German market trends: Summer bookings turn deep-red

REPORTS WORLD

January was a catastrophe for holiday bookings on the German market with a 12% decline but experts are still hopeful that the summer season can be saved.

Normally the strongest month for summer holiday bookings, January showed a 12% year-on-year fall in sales, according to the monthly GfK Travel Insights representative survey which analyses some 340,000 bookings made at 1,200 travel agencies. This represents €260 million less in revenues for tour operators and travel agents than in January 2015.

The figure, which follows an 8% drop in December, confirms comments from tour operators and travel agents in recent weeks about the slump in demand following terror attacks in major travel destinations and as worried consumers hold back with bookings due to fears about safety and security.

Summer 2016 sales are now 8.6% behind last year on a cumulative basis and all months are showing negative trends, the GfK survey showed. August is the worst hit with a 22% drop in bookings compared to the same time last year, although July has a moderate drop of only 1.1%.
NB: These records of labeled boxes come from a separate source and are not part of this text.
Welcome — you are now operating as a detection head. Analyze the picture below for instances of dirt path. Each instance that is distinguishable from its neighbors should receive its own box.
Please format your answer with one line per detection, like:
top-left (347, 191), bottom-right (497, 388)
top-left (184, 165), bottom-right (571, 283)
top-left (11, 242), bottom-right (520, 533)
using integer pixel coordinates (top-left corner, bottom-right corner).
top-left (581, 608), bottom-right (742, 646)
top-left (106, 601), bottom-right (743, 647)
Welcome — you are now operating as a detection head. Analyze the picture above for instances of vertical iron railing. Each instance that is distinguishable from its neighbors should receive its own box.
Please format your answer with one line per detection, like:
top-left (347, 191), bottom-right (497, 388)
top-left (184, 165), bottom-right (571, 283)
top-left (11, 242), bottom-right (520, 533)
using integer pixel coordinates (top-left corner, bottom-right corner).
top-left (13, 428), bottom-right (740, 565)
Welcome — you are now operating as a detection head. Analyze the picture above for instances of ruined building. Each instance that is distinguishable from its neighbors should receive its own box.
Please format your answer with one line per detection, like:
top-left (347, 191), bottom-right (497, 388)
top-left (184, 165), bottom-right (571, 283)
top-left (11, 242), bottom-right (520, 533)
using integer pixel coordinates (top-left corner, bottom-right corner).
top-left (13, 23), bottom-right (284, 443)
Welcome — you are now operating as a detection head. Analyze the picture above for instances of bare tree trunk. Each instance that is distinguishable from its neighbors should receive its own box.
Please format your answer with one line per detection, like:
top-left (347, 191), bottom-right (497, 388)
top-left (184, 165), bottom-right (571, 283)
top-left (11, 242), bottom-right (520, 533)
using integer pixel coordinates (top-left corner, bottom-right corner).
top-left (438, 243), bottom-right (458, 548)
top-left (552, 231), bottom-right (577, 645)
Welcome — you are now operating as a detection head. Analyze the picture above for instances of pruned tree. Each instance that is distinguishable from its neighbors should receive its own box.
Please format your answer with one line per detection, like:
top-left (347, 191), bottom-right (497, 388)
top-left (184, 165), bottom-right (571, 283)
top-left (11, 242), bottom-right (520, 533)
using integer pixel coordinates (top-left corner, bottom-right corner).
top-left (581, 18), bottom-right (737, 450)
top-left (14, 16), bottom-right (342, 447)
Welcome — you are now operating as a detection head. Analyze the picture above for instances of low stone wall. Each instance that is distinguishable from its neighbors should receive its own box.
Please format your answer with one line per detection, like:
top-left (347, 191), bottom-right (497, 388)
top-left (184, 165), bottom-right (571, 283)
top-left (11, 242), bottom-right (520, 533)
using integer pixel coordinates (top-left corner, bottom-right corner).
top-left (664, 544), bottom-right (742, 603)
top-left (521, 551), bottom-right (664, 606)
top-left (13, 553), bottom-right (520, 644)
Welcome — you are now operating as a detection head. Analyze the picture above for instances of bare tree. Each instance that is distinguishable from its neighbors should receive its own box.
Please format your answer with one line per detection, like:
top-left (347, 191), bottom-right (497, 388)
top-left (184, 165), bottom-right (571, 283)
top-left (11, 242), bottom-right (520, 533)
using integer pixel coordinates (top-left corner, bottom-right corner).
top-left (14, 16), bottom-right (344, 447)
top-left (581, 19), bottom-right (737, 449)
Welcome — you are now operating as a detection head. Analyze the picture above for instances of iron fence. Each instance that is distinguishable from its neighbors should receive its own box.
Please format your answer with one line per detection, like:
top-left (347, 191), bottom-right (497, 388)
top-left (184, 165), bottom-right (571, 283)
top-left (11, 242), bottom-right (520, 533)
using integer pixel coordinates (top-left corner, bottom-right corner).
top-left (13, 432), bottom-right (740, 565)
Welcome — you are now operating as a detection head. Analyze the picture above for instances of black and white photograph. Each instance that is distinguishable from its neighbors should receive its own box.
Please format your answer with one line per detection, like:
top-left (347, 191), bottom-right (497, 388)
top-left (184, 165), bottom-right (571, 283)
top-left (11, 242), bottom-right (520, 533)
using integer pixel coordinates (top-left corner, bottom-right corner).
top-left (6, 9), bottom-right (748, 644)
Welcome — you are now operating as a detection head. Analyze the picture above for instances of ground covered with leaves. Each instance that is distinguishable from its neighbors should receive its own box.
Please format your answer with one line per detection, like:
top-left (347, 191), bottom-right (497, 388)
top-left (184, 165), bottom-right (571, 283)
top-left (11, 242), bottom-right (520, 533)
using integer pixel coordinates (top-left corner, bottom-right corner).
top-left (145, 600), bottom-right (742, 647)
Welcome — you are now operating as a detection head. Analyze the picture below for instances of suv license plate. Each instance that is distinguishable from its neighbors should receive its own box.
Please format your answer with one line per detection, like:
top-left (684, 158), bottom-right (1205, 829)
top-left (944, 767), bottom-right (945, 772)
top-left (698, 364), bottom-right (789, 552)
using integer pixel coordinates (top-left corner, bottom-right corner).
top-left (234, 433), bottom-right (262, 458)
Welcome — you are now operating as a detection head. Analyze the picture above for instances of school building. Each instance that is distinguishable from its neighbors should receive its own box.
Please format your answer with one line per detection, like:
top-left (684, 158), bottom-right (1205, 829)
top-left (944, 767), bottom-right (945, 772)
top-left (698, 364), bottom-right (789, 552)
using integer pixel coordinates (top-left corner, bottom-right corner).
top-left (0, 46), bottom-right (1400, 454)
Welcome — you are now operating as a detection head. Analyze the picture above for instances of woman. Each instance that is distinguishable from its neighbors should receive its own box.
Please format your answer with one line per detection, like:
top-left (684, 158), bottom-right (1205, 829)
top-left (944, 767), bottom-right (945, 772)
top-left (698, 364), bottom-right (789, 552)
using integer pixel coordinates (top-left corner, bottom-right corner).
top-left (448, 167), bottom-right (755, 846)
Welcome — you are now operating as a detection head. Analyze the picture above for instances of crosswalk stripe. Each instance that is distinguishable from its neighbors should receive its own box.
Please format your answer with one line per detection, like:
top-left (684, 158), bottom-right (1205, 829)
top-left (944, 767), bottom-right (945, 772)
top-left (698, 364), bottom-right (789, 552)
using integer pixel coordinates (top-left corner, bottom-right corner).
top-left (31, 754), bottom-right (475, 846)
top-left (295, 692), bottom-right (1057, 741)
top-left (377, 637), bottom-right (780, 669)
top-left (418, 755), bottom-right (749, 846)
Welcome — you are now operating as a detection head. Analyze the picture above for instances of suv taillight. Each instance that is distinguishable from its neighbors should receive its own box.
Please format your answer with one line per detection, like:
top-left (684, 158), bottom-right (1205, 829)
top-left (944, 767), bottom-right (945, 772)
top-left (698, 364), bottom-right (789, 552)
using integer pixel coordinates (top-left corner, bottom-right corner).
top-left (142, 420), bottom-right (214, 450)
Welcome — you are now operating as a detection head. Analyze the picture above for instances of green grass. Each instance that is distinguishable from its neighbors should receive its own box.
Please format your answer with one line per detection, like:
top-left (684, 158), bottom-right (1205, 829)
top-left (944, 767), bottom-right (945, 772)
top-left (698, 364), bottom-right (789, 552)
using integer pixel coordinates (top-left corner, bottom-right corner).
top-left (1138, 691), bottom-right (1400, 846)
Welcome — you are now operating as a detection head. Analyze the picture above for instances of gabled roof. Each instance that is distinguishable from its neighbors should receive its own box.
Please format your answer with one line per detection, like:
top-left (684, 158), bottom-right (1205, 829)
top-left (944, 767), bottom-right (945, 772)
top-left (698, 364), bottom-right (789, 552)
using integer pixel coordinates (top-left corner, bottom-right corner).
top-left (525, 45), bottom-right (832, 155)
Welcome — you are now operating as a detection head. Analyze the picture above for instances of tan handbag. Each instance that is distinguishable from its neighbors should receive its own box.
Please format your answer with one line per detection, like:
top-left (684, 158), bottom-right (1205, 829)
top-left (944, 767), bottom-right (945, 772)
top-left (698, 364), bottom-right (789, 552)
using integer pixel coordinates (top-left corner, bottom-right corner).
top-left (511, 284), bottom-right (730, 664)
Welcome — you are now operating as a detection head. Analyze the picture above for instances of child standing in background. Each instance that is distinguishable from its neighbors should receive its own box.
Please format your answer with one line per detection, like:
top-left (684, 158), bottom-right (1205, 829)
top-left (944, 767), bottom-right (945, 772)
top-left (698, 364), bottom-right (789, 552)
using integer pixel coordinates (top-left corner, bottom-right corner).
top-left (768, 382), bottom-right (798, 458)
Demand for winter holidays was also weak last month with a similar 12% drop in sales year-on-year, leaving low cumulative growth of 1.7% for the winter 2015/16 season.

Yet there are some positive signs amongst the “depressing” figures, according to GfK. Last month travel agencies reached 40% of the previous year’s total summer season revenues, just three percentage points lower than the figure achieved in January 2015. Moreover, the current summer season sales volumes are still higher than at the same time two years ago, the market researchers pointed out.

“Even though there are no signs of a changing trend based on the weekly sales figures in January, the losses can still be compensated or at least reduced,” GfK wrote. “The condition is that German holidaymakers abandon their current caution with bookings. In terms of the consumption climate, there is nothing to stop this.”

Unsurprisingly, German travel agents remain cautious about sales prospects for the coming months. As many as 40% had lower revenues in the last 2-3 months and only 27% increased sales, according to the latest monthly fvw ‘sales climate index’.

Just one third describe the current sales situation as good, nearly half as satisfactory and the rest as bad. Looking ahead, an optimistic 22% of agents surveyed expect sales to improve in the coming months while 53% expect stable demand.